Washington has revoked the US licence of one of China's biggest telecoms companies citing "national security" concerns, BBC reported.
China Telecom must stop providing services in America within 60 days.
Officials said the Chinese government's control of the company gave it the opportunity "to access, store, disrupt, and/or misroute US communications", the report said.
This in turn could allow it "to engage in espionage and other harmful activities against the US", they said.
China Telecom, which has provided telecoms services in the US for nearly 20 years, called the decision "disappointing".
"We plan to pursue all available options while continuing to serve our customers," a statement said.
China Telecom is one of three companies that dominate China's telecoms market.
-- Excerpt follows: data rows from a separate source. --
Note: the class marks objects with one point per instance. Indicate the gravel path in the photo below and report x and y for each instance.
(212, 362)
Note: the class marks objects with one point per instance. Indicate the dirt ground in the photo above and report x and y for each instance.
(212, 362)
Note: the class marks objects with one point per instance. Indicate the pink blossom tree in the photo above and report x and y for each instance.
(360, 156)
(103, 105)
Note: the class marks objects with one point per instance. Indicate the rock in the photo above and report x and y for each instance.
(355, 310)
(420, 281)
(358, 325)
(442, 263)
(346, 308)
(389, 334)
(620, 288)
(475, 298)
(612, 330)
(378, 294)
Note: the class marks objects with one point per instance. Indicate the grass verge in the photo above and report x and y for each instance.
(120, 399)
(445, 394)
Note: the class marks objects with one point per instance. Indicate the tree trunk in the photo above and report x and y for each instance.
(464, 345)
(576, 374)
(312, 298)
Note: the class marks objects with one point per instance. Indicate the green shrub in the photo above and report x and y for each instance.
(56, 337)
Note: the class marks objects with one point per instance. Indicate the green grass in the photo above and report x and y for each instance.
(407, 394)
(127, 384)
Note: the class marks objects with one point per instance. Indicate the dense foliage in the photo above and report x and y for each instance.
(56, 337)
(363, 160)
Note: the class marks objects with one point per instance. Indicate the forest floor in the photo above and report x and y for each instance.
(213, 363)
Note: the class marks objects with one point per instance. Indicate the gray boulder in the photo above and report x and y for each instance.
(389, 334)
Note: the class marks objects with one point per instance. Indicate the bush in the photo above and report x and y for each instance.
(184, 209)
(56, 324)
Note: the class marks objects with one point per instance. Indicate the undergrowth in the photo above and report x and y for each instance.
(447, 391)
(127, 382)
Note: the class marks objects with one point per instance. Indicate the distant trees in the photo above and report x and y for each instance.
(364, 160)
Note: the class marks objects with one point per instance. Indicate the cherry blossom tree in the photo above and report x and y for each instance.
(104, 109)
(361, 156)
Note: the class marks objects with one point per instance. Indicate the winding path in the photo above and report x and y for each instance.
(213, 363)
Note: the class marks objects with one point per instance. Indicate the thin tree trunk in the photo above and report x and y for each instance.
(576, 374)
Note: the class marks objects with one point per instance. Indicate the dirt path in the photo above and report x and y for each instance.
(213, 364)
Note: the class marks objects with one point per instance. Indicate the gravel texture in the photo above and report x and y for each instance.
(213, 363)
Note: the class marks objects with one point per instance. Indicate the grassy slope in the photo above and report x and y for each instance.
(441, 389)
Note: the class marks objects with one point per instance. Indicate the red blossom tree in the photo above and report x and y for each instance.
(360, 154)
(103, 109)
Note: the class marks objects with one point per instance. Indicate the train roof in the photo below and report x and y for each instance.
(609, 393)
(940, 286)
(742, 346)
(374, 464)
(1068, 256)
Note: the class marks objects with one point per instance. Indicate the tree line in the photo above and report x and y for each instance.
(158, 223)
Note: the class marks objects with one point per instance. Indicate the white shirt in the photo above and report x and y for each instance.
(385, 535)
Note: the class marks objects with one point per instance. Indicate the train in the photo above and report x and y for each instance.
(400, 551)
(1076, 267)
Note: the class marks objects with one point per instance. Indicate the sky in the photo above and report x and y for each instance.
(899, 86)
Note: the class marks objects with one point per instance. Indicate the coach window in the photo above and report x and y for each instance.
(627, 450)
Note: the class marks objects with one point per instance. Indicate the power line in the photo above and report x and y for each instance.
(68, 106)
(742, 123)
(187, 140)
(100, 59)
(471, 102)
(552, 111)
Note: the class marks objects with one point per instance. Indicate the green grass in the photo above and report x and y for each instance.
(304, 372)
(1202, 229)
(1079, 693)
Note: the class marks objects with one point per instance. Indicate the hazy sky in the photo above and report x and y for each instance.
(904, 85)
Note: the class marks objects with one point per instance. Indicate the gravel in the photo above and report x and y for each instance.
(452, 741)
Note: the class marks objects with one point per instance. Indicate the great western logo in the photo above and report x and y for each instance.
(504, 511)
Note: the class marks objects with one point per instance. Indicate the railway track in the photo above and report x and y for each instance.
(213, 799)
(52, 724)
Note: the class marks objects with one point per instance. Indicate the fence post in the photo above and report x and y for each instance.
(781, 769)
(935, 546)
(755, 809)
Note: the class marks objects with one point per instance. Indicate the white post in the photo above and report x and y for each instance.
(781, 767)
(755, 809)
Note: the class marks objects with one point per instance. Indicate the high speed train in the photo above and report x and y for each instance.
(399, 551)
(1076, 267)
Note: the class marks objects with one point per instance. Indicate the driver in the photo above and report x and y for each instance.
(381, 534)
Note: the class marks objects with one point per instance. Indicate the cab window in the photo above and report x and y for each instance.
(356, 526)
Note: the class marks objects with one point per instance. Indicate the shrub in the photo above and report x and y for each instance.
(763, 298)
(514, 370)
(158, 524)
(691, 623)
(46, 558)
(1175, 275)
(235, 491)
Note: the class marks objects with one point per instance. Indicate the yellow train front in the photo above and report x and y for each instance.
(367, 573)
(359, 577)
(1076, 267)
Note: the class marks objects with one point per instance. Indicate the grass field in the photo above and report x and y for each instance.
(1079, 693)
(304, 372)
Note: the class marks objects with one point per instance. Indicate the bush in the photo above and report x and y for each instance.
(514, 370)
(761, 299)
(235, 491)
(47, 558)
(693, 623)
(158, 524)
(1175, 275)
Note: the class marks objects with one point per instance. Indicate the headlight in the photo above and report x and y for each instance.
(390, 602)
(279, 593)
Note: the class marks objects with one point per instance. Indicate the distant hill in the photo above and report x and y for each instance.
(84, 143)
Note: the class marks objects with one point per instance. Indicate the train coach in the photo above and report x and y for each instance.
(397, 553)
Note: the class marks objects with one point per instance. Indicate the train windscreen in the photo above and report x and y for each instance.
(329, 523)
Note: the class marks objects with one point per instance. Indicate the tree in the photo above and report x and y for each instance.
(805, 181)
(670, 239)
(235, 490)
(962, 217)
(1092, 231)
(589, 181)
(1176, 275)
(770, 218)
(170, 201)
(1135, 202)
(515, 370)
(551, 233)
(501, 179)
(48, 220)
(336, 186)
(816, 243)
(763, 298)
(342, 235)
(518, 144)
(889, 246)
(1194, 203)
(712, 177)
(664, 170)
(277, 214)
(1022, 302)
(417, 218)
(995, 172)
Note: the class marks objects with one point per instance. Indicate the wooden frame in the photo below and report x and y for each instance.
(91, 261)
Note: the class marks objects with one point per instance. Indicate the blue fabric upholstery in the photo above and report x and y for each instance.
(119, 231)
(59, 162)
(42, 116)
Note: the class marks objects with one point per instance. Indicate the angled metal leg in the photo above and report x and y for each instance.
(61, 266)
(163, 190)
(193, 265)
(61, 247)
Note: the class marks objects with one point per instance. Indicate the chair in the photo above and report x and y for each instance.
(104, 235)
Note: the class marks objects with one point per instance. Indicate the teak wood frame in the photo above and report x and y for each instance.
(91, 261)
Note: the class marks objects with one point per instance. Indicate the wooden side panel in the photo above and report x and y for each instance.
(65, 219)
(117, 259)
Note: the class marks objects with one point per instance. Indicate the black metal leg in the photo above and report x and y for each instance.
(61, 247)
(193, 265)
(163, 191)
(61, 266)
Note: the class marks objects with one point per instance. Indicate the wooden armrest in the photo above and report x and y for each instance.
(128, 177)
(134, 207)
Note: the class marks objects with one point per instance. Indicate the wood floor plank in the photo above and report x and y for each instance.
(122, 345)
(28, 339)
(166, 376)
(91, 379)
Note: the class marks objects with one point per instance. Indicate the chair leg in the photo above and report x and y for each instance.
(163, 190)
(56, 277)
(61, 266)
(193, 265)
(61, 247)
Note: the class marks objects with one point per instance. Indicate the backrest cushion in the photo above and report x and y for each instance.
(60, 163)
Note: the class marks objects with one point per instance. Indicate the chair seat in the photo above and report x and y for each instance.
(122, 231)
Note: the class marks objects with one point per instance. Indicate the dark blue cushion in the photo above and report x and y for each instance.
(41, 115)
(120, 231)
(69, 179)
The firm has hundreds of millions of customers in 110 countries, with services ranging from broadband internet to mobile and landline telephone networks.
The Federal Communication Commission (FCC) warned it might shut down China Telecom Americas in April 2020, claiming the firm "is subject to exploitation, influence, and control by the Chinese government".
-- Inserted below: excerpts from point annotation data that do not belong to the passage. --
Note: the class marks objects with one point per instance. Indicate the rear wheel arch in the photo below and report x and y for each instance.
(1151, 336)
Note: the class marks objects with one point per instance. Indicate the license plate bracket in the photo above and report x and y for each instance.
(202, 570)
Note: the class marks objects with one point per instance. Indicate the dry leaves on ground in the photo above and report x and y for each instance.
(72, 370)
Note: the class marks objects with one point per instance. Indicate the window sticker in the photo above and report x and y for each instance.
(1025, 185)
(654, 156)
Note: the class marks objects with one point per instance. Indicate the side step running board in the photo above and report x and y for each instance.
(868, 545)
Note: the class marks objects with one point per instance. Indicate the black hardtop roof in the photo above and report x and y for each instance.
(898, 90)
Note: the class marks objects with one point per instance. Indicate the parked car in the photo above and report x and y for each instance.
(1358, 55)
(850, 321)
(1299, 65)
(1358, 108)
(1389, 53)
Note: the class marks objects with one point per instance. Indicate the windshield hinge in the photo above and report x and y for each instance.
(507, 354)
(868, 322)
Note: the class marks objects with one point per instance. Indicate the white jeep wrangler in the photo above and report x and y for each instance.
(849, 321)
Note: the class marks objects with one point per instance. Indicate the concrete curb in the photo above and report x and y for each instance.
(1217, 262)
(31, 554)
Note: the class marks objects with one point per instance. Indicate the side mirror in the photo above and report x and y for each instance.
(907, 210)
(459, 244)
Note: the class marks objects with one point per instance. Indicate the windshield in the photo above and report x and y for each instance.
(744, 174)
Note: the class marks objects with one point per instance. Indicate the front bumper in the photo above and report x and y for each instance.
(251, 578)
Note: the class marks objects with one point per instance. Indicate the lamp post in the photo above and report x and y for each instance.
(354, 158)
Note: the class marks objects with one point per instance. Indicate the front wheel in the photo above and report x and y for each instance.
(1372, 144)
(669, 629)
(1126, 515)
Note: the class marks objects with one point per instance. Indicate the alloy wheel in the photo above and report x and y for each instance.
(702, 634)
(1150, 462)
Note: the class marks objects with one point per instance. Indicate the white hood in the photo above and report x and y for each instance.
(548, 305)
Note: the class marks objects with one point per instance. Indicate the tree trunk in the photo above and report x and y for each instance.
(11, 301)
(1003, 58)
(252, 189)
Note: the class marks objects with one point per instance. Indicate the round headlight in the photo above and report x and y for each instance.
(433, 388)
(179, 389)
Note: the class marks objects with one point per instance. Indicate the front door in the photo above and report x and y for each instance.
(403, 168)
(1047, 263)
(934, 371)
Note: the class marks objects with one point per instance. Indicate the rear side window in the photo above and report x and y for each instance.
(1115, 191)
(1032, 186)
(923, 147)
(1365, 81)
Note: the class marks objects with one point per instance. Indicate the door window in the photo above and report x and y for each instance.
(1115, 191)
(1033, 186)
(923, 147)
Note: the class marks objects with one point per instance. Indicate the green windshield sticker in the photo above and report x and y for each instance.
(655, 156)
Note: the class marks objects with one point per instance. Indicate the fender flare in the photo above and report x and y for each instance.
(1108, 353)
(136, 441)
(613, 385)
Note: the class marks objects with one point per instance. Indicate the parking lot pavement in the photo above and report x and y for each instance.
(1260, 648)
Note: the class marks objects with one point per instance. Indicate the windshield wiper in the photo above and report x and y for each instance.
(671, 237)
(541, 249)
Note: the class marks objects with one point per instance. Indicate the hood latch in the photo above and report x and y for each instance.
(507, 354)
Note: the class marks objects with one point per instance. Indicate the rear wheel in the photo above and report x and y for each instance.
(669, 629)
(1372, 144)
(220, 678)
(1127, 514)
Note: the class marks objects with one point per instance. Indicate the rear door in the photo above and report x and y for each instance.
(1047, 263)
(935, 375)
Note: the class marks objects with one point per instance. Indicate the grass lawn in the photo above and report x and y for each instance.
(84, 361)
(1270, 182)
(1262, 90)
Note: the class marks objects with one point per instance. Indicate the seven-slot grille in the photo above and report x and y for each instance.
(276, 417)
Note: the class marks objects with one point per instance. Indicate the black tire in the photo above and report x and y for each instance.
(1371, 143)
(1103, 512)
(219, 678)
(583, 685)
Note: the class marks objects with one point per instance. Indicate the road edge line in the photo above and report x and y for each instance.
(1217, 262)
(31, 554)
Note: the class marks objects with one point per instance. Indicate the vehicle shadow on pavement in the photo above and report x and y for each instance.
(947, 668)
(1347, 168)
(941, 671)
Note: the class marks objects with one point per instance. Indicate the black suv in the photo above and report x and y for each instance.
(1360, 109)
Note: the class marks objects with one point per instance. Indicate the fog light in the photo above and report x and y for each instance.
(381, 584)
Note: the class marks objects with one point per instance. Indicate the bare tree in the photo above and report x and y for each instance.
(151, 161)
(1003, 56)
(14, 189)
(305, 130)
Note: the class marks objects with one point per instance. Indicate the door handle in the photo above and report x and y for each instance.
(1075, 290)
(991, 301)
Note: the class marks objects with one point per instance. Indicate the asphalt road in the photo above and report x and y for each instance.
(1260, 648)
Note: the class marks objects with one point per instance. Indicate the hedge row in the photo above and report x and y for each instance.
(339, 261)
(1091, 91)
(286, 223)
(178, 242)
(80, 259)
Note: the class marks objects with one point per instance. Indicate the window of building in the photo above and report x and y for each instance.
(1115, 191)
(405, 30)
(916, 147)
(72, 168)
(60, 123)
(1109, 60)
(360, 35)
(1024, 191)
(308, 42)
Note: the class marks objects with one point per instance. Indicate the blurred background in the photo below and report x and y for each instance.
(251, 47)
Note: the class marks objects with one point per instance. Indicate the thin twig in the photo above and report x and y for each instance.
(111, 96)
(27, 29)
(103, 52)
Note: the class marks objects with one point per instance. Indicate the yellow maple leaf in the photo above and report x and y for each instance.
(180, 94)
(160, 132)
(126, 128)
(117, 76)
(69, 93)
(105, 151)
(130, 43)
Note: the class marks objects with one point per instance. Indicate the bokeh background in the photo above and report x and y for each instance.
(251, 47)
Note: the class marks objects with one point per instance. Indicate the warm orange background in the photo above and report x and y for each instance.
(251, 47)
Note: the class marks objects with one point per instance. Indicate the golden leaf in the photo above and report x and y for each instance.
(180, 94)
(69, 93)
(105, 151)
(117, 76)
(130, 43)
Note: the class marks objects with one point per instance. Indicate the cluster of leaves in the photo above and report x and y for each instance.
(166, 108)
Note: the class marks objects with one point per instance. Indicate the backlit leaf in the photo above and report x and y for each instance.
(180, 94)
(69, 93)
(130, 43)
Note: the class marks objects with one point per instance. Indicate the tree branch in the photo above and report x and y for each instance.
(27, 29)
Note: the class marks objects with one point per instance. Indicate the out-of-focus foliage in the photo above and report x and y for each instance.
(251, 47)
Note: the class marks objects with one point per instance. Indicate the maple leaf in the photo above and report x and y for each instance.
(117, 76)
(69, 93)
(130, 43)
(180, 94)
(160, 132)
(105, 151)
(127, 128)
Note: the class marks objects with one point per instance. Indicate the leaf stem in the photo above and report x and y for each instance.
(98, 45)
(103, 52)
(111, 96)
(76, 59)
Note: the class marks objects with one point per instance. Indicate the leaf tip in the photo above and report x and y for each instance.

It said the company was "highly likely to be forced to comply with Chinese government requests without... independent judicial oversight", the report said.
It is the latest Chinese telecoms firm to be targeted by US officials over national security concerns.
Last year, the FCC designated Huawei and ZTE as threats to communications networks -- making it harder for US firms to buy equipment from them.
The FCC revoked China Mobile's US licence in 2019, and is in process of doing so for two other state-backed firms -- China Unicom Americas and Pacific Networks.